Stanford physicists develop a more sensitive microscope
Physicists at Stanford have figured out how to make low-light microscopy clearer without increased risk of damaging light-sensitive specimens.
Anyone who has taken a photo in a poorly lit restaurant or dim concert venue knows all too well the grainy, fuzzy outcomes of low-light imaging. Scientists trying to take images of biological specimens encounter the same issue because they tend to work in low light to avoid damaging delicate samples. The resulting grainy images can make it hard to distinguish the intricate proteins and internal structures they are trying to study.
The effect that causes grainy images of either your meal or a biological sample is called shot noise. Stanford researchers may have come up with an elegant solution to this problem, which they refer to as “multi-pass microscopy.” This technique, detailed in a Sept. 27 paper in Nature Communications, could make it possible to view proteins and living cells in greater clarity than ever before.
“If you work at low-light intensities, shot noise limits the maximum amount of information you can get from your image,” said Thomas Juffmann, co-author of the research and a postdoctoral research fellow in Stanford Professor Mark Kasevich’s research group. “But there’s a way around that; the shot-noise limit is not fundamental.”
In optical microscopy, individual units of light, called photons, strike a detector to make the image. The researchers have found they get better results if each photon interacts with the sample multiple times, even in low light. To implement this in a microscope, instead of sending light through a specimen and then directly capturing the resulting image, the Stanford team repeatedly reflects the image back onto the specimen.
“In a sense, it’s like you’re taking a picture of multiple times your object,” said co-author Brannon Klopfer, a graduate student in the Kasevich group. “You first take an image of the specimen, you then illuminate it with an image of itself, and the image you get, you again send back to illuminate the sample. This leads to contrast enhancement.”
Multi-pass microscopy is not the only approach to overcoming the shot-noise limit. Another method, called quantum microscopy, uses entangled photons to achieve the same result, but it is more challenging to carry out.
Entangled photons are photons that show quantum correlations. This means that performing an action on one of two entangled photons can have an effect on the other one, even if they are far apart from each other. It is what Albert Einstein referred to as “spooky action at a distance.”

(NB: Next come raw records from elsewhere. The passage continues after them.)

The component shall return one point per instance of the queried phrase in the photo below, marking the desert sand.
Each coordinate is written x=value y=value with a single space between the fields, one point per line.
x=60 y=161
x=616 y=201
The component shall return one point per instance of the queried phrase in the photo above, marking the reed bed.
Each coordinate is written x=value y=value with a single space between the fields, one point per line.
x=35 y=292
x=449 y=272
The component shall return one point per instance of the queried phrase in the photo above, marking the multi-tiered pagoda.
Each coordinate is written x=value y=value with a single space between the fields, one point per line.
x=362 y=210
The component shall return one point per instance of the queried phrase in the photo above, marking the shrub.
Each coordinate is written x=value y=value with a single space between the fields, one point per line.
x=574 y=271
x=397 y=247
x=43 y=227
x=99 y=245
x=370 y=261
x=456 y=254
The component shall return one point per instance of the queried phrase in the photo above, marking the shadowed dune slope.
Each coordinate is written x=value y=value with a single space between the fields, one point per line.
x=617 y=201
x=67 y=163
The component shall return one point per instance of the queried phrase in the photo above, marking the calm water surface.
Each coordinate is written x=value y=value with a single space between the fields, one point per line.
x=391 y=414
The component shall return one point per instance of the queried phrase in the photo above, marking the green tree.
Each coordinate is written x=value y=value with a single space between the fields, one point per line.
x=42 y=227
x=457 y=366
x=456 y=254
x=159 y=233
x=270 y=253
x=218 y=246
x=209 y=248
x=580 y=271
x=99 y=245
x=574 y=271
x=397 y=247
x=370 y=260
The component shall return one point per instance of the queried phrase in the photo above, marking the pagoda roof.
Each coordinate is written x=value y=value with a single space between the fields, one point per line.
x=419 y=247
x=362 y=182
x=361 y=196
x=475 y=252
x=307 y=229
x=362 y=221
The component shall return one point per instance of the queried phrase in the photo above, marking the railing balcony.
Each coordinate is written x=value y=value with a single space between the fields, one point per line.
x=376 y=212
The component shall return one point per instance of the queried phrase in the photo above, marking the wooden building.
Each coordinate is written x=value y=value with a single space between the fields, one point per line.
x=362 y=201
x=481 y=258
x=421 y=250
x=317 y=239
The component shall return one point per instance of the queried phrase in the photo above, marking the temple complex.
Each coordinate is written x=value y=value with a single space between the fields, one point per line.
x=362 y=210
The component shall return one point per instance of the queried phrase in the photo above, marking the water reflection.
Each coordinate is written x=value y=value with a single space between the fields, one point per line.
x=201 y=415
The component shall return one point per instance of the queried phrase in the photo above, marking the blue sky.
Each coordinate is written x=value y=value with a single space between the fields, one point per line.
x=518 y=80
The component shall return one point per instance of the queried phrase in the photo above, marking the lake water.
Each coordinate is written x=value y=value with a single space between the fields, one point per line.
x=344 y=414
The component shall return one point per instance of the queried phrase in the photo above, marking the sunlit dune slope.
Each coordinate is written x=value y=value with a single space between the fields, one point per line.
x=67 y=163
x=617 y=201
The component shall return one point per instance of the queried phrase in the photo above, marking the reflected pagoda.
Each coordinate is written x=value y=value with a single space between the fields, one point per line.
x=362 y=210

The ability of entangled photons to give information about each other means that quantum microscopy can produce higher-quality images compared to standard microscopy. At present, multi-pass microscopy has the potential to create comparably enhanced results with the added benefit of requiring less arduous preparation than quantum microscopy.
“The advantage you gain when entangling two photons is what we gain when we go through the sample twice,” Juffmann said. “Currently, it is technologically easier to make a photon pass through a sample 10 times than to create a state in which 10 photons are entangled with each other.”
A general technique
Multi-pass microscopy could boost more than just low-light imaging because it acts as a general signal-enhancing technique. The method can increase the sensitivity of various microscopy techniques, so long as a source of image noise doesn’t build up with the recycling of photons.
“While multi-passing builds up the signal in your image, the noise is hardly affected,” Klopfer said.
At present, multi-passing is restricted to optical microscopes.But the team at Stanford is also working on multi-pass electron microscopy, where damage prevents the atomic-scale imaging of single proteins or DNA. Recycling the electrons in electron microscopy would improve image quality just as the recycling of photons does in the optical microscopes.
Additional authors on this study include Timmo Frankort and Mark Kasevich of Stanford, and Philipp Haslinger from the University of California, Berkeley.
This research was funded by the Gordon and Betty Moore Foundation and by work supported under the Stanford Graduate Fellowship.